The amendment will be lodged by Trisha Godman MSP and if accepted, it could become law as part of the Criminal Justice and Licensing legislation in 2011. Ann Hamilton, Head of Equalities and Women's Services within Glasgow Community and Safety Services, said the campaign was a step towards changing attitudes.

"It will put out the message that if you are buying sex, you are doing something anti-social and harmful that is also against the law," she said.

"It's about targeting the demand as opposed to those who are supplying."

The new legislation would criminalise the buying, the advertising and facilitation of the sale of sex.

Ann said: "This isn't just about fining and imprisoning the men who buy sex, it is about making a change in public perception about right and wrong."

More than 50 per cent of women in prostitution have been raped and/or seriously sexually assaulted, while at least 75 per cent have been physically assaulted.

If it goes ahead, the legislation would place us on a footing with Sweden and Norway.
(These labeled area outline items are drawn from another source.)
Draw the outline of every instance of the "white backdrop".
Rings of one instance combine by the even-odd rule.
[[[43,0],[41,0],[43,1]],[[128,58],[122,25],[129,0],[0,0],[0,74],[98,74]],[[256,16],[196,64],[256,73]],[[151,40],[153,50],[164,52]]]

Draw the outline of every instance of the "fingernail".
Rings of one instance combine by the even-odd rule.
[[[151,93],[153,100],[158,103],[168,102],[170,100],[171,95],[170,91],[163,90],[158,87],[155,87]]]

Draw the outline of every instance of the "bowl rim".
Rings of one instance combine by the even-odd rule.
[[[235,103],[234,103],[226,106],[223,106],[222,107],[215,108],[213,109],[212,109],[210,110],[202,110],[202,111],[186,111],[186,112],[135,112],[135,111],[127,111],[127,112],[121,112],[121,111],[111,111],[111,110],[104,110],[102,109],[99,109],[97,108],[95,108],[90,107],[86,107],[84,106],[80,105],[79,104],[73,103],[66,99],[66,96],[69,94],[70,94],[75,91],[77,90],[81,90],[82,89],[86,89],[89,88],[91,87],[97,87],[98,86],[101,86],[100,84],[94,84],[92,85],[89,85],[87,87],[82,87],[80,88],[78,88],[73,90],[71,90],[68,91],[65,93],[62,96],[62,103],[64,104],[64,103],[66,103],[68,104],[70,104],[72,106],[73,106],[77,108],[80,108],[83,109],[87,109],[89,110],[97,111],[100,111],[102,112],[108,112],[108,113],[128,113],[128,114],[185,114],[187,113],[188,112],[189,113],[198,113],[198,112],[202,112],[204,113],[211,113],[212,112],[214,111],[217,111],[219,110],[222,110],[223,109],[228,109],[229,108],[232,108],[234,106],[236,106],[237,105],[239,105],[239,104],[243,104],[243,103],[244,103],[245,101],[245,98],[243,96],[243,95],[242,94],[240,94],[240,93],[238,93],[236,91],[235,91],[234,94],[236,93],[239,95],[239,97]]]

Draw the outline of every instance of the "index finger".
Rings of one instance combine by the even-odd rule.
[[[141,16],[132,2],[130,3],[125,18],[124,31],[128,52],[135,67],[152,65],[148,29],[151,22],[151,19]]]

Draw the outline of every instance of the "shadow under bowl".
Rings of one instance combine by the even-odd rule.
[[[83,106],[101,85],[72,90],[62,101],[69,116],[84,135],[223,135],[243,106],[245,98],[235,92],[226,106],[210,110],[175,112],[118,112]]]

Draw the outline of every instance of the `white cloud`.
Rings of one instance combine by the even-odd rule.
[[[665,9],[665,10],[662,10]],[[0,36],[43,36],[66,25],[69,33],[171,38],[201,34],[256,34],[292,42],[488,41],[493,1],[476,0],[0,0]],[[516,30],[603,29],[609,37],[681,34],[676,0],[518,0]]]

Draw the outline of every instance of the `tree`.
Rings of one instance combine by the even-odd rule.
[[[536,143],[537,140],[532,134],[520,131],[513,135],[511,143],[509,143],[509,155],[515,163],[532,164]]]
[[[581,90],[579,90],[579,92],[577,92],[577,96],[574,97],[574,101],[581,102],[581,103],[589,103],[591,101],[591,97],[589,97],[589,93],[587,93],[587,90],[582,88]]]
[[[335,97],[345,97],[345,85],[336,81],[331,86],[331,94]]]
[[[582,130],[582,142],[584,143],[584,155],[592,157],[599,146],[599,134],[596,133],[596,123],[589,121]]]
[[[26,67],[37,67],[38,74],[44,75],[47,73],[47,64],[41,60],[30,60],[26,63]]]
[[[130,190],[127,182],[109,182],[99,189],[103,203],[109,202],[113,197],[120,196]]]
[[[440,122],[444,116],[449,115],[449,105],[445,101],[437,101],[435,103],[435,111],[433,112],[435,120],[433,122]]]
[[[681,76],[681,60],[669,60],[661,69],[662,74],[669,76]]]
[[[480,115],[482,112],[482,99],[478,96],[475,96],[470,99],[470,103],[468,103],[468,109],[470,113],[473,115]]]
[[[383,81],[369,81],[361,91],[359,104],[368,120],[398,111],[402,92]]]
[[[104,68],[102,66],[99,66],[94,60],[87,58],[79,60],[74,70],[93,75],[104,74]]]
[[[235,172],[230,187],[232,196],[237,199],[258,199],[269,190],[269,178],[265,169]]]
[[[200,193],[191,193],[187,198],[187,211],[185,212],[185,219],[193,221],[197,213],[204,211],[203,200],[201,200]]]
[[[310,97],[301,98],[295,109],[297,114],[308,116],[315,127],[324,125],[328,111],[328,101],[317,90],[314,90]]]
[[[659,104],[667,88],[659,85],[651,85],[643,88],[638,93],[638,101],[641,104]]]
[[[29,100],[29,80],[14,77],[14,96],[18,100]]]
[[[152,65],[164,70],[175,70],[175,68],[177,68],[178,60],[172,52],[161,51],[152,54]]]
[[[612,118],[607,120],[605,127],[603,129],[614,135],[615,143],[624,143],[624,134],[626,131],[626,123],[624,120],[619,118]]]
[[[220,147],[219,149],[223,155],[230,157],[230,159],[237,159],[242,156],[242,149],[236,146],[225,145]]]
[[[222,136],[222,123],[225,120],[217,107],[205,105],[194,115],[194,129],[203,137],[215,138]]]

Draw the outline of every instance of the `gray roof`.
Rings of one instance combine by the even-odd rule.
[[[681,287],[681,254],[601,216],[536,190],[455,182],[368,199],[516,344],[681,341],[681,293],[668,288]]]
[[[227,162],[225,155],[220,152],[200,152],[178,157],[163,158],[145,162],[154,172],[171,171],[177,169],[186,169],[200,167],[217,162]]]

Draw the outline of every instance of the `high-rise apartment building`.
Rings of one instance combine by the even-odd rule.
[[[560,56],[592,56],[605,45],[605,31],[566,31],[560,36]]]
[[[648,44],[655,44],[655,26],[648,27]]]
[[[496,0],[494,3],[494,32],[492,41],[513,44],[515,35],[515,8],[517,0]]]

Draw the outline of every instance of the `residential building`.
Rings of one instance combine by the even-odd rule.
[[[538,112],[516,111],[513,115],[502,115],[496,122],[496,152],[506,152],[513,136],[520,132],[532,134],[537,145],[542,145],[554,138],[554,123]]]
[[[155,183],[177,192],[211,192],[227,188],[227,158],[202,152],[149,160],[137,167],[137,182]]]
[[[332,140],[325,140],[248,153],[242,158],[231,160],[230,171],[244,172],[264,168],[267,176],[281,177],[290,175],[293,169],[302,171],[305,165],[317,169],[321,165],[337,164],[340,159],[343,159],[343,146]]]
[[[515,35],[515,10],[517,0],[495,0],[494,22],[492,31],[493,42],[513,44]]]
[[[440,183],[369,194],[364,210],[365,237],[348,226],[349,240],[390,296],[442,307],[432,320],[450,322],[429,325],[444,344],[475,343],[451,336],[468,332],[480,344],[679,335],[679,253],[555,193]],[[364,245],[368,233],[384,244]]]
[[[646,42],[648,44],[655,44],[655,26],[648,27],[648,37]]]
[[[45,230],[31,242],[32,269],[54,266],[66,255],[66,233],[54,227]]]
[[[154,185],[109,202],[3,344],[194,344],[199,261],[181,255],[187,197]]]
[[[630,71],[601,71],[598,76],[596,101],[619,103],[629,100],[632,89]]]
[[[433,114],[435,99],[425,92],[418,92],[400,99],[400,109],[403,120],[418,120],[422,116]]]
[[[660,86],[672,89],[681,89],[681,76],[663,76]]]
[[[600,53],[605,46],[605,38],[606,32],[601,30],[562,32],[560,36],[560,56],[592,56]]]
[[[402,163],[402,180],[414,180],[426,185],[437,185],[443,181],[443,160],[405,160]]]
The Swedes stopped punishing the prostitutes and instead criminalised the men who buy sex.

Before the legislation came in 10 years ago, 2500 women worked Stockholm's streets. Now there are fewer than 100.

The number of punters has dropped by 80 per cent and researchers found Swedish men were least likely of about 30 nationalities to use prostitutes as they considered it unacceptable.

Another phenomenon has been a fall in sex trafficking. It has fallen to 200 women, while Finland sees 15,000 a year brought across its borders.

Ann said: "There is a concern about the rise of trafficking and prostitution and an understanding it is very much about organised crime. We have struggled to highlight the men who keep this going. The challenge has been how to make this about men and not the women."

Ann said it was important not to demonise the men, but reflect the truth that punters are predominately average and often young men with partners and children.

"We don't want people to say I don't recognise that person, so it doesn't affect me," she said. "Prostitution affects all of us in some form."

A website is launched today which includes ways to help with the campaign and insights into the sex trade from punters and prostitutes.